If there was a question about whether we're headed for a second housing shock, that was settled last week with news that home prices have fallen a sixth consecutive month. Values are nearly back to levels of the Great Recession. One thing weighing on the economy is the huge number of foreclosed houses.
Many are stuck on the market for a reason you wouldn't expect: banks can't find the ownership documents.
Scott Pelley explains a bizarre aftershock of the U.S. financial collapse: An epidemic of forged and missing mortgage documents.
It's bizarre but, it turns out, Wall Street cut corners when it created those mortgage-backed investments that triggered the financial collapse. Now that banks want to evict people, they're unwinding these exotic investments to find, that often, the legal documents behind the mortgages aren't there. Caught in a jam of their own making, some companies appear to be resorting to forgery and phony paperwork to throw people - down on their luck - out of their homes.
In the 1930s we had breadlines; venture out before dawn in America today and you'll find mortgage lines. This past January in Los Angeles, 37,000 homeowners facing foreclosure showed up to an event to beg their bank for lower payments on their mortgage. Some people even slept on the sidewalk to get in line.

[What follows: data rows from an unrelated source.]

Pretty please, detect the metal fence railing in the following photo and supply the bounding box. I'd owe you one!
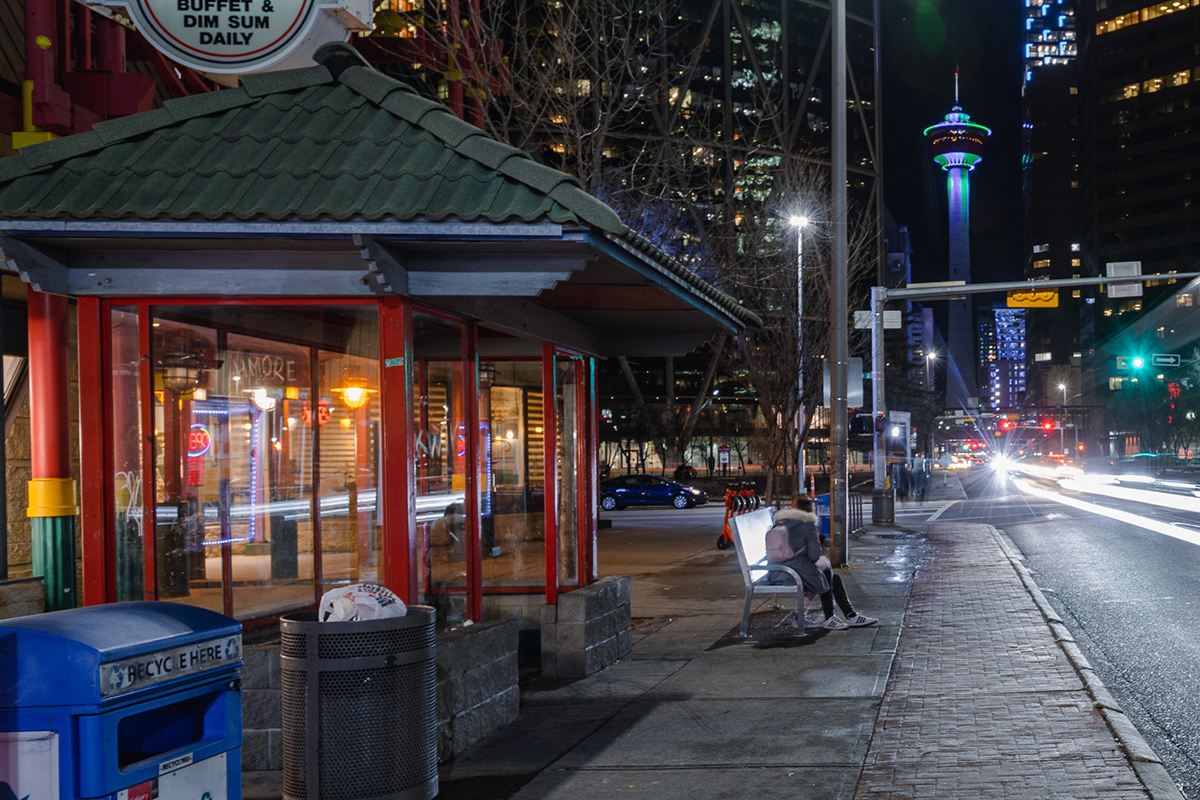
[848,492,864,533]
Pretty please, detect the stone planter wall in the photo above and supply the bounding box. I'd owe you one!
[540,575,632,679]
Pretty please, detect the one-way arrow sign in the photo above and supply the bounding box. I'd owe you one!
[1151,353,1181,367]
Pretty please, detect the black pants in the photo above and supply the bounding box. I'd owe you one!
[819,568,855,619]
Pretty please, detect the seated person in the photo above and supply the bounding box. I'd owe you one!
[771,495,879,630]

So many in the country are desperate now that they have to meet in convention centers coast to coast.
In February in Miami, 12,000 people showed up to a similar event. The line went down the block and doubled back twice.
Dale DeFreitas lost her job and now fears her home is next. "It's very emotional because I just think about it. I don't wanna lose my home. I really don't," she told "60 Minutes" correspondent Scott Pelley.
"It's your American dream," he remarked.
"It was. And still is," she replied.
These convention center events are put on by the non-profit Neighborhood Assistance Corporation of America, which helps people figure what they can afford, and then walks them across the hall to bank representatives to ask for lower payments. More than half will get their mortgages adjusted, but the rest discover that they just can't keep their home.
For many that's when the real surprise comes in: these same banks have fouled up all of their own paperwork to a historic degree.
"In my mind this is an absolute, intentional fraud," Lynn Szymoniak, who is fighting foreclosure, told Pelley.
While trying to save her house, she discovered something we did not know: back when Wall Street was using algorithms and computers to engineer those disastrous mortgage-backed securities, it appears they didn't want old fashioned paperwork slowing down the profits.
"This was back when it was a white hot fevered pitch to move as many of these as possible," Pelley remarked.
"Exactly. When you could make a whole lotta money through securitization. And every other aspect of it could be done electronically, you know, key strokes. This was the only piece where somebody was supposed to actually go get documents, transfer the documents from one entity to the other. And it looks very much like they just eliminated that stuff all together," Szymoniak said.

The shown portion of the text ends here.